G ehet hin in alle Welt und macht zu Jüngern alle Völker." So lautet der Auftrag Jesu aus dem Evangelium für diesen Sonntag. Und weil die Jünger diesem Auftrag gefolgt sind, gibt es weltweit Christen. Aus Tansania sind acht von ihnen bei uns zu Gast: Fast 40 Jahre währt die Partnerschaft zwischen Nkweseko und Wetzhausen. Gegenseitige Besuche und verschiedene Partnerschaftsprojekte haben eine tiefe Verbindung zwischen den Christen am Fuße des Kilimandjaro und denen am Fuße der Haßberge geschaffen. 14 Tage schon nehmen unsere Gäste mit großem Interesse an unserem Alltag teil. Auch wir Gemeindeglieder schnuppern in Lebensbereiche rein, die uns sonst verschlossen bleiben: Stundenlang haben wir im Seniorenheim Birnfeld Kippspiegel und Pflegebadewannen begutachtet, im Wohnzimmer der Tagesbetreuung Rosy Gray in Humprechtshausen zu Mittag gegessen, uns in der Zeiler Wohngruppe der Rummelsberger Diakonie auf einer speziellen, mit Rollstuhl befahrbaren Waage gewogen.

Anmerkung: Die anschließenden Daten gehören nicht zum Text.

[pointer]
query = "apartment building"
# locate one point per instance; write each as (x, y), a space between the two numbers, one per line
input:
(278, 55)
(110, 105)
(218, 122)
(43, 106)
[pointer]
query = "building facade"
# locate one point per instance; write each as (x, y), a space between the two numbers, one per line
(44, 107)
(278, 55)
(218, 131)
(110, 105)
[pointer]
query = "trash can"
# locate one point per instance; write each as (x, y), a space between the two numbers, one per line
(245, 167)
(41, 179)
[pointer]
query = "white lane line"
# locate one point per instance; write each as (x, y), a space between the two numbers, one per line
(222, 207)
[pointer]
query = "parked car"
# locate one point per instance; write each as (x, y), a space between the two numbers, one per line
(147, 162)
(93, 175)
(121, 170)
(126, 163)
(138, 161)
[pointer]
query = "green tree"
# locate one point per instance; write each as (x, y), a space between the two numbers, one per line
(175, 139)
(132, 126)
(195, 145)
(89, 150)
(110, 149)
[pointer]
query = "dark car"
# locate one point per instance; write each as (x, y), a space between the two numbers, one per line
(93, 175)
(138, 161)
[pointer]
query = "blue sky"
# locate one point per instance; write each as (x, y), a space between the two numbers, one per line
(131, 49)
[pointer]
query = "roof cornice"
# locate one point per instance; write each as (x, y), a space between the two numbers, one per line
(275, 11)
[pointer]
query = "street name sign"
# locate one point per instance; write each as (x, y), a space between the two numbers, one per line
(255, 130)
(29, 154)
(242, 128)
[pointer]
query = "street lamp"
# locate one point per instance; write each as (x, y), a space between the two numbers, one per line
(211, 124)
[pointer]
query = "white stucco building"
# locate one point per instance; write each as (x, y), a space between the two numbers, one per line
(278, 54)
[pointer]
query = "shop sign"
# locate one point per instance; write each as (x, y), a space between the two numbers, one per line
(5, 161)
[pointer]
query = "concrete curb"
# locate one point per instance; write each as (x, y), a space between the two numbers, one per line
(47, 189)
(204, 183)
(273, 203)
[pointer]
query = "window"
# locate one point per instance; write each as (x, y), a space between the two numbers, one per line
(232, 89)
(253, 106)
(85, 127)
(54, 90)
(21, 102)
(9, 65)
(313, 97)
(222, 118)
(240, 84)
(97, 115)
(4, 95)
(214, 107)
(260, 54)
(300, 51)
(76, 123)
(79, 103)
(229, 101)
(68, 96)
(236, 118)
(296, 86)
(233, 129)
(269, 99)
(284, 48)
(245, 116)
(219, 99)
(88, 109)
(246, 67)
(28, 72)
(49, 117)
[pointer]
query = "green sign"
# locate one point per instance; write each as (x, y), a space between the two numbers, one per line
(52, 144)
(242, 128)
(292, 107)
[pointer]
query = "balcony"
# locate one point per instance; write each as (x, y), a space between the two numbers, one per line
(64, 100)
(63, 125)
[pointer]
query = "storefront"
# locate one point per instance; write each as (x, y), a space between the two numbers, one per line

Der fremde Blick auf unsere Gesellschaft ist unendlich wertvoll. So vieles, was wir für selbstverständlich halten, ist ein großes Geschenk. Die ganze Pflegeinfrastruktur ist auf höchstem Niveau. Andererseits: Auf die Frage, wie die Altenheime in Tansania aussehen, antwortet Zacharias: Die braucht man da nicht. Die Familie kümmert sich. Und wenn jemand wirklich keine Familie mehr hat, dann die Kirchengemeinde.

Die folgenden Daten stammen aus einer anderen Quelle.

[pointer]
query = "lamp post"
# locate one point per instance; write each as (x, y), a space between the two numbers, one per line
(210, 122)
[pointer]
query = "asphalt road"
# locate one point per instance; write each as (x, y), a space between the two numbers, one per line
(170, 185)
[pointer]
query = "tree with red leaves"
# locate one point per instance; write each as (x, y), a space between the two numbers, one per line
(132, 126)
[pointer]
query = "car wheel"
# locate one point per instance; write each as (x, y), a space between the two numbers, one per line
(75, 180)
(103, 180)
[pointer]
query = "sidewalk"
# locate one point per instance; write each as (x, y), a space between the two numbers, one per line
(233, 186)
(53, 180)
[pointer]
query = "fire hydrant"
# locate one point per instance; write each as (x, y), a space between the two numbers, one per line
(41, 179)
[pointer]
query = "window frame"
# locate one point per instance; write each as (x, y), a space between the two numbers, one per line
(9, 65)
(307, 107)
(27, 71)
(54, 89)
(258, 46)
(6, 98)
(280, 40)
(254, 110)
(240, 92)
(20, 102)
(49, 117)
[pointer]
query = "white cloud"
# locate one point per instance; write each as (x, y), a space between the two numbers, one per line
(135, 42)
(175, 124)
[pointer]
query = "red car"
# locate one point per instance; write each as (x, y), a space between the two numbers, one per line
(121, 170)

Ich bin sehr glücklich darüber, dass bei uns pflegebedürftige Menschen so gut versorgt werden. Aber immer wieder treffe ich auf Großeltern, die von keinem ihrer Enkel je besucht werden.

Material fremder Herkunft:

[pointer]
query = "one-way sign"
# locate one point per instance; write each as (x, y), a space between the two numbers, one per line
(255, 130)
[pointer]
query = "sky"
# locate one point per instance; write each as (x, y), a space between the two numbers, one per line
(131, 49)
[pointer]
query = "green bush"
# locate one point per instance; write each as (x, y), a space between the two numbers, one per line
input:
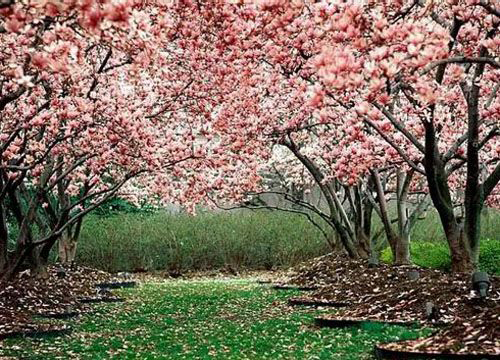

Schade, wenn wir äußerlich so satt sind, und innerlich Menschen so hungern nach Nähe, Liebe, Fürsorge. Für Jünger Jesu ist das keine Option. Denn der Auftrag Jesu lautet weiter: "Lehrt sie halten alles, was ich euch aufgetragen habe." Und sein Auftrag an uns ist die Liebe zum Nächsten, die Fürsorge, die Nähe.
Die Jünger aus Tansania erinnern uns neu daran! Ihr Besuch ist ein Geschenk.
(Melanie von Truchseß ist evangelische Pfarrerin von Friesenhausen und Wetzhausen.)